As has been discussed in many of the other TiVo Community Forum threads regarding the Spectrum Tuning Adapter will need to be rebooted once a week. Also, Tuning Adapters can be very problematic. However, to kick off Fall 2021, a new message started popping up from my TiVo Edge regarding my Tuning Adapter only having four tuners. Please see the attached picture regarding this new message.

Is anyone aware of a Spectrum Motorola Tuning Adapter model number which supports 6 tuners?
Will Spectrum even support a 6 tuner tuning adapter with the FCC rule changes?


----------



## cwoody222 (Nov 13, 1999)

All Spectrum tuning adapters support 6 tuners.

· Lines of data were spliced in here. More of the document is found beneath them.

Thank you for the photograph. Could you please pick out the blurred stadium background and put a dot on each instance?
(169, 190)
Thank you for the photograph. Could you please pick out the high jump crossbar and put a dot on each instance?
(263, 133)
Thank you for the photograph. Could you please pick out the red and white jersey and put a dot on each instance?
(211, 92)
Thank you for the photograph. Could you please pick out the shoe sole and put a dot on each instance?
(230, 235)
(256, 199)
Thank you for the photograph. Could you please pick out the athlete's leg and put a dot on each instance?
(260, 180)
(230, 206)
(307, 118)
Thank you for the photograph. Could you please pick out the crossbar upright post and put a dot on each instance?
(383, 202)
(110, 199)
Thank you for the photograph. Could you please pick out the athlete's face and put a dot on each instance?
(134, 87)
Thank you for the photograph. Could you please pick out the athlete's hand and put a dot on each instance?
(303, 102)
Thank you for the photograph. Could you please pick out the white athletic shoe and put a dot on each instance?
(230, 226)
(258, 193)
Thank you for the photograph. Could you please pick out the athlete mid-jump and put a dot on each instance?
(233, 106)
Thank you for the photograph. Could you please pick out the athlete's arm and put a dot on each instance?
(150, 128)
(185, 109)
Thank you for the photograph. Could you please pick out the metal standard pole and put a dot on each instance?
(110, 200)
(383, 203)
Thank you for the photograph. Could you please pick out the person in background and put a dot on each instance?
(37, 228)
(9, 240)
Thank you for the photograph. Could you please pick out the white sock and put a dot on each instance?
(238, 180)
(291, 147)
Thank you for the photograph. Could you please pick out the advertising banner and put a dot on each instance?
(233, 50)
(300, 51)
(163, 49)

Your adapter is not configured correctly.

Call Spectrum.


----------



## mdavej (Aug 13, 2015)

It’s my understanding that the cable card is what supports multiple tuners. The tuning adapter doesn’t care how many tuners you have. If you have an M card, it supports 6. Unless the card was sitting on a shelf for 20 years before they gave it to you, it’s an M card.


----------



## XIBM (Mar 9, 2013)

You either get a cisco or a Motorola TA depending on the head end equipment and cable card as it must be compatible.


----------



## cwoody222 (Nov 13, 1999)

mdavej said:


> It's my understanding that the cable card is what supports multiple tuners. The tuning adapter doesn't care how many tuners you have. If you have an M card, it supports 6. Unless the card was sitting on a shelf for 20 years before they gave it to you, it's an M card.


Yes and no.

The TA still needs to be configured properly on the cable head end to support a certain amount of outlets.


----------



## mdavej (Aug 13, 2015)

cwoody222 said:


> Yes and no.
> 
> The TA still needs to be configured properly on the cable head end to support a certain amount of outlets.


I still don't understand. A TA is only connected to one outlet.


----------



## cwoody222 (Nov 13, 1999)

mdavej said:


> I still don't understand. A TA is only connected to one outlet.


A TA manages the requests from the TiVo to ask the cable headend to send a signal.

A TA is aware of how many simultaneous signals a device is authorized for.

As I said earlier to answer the OP, there is no such thing as a "six tuner TA". All TAs can support six tuners. If they're configured properly.

The OP needs to contact his TA provider.


----------



## gfgjester (Dec 1, 2006)

Spectrum isn't using tuning adapters anymore in my area. Cable card (M Card) is all that we need. Spectrum has a special Cable Card department that can 'PAIR' your card with your TiVO. They are fairly smart and can usually take care of problems. But the cards are ninnies and lots of channels do not come in. And it's always the one you want to see.


----------



## TigerClaw (Jan 28, 2005)

gfgjester said:


> Spectrum isn't using tuning adapters anymore in my area. Cable card (M Card) is all that we need. Spectrum has a special Cable Card department that can 'PAIR' your card with your TiVO. They are fairly smart and can usually take care of problems. But the cards are ninnies and lots of channels do not come in. And it's always the one you want to see.


Yeah the same with Comcast, Some channels don't come in because they are IP based, So you won't get channels like G4TV or FS2 since they are IP based channels that require there own boxes.


----------



## HarleyRandom (Sep 17, 2015)

My Edge does just fine without a tuning adapter. Last week several programs didn't record. When I tried to restart recordings because the shows weren't over, the recordings quit again. I saw the tuning adapter light blinking. Since the cable guy installed the tuning adapter in such a way I couldn't disconnect it, I tried unplugging it. No problems since. I knew it would likely work because the Roamio had different tuning adapter problems and I was told for some channels I wouldn't even need it.


----------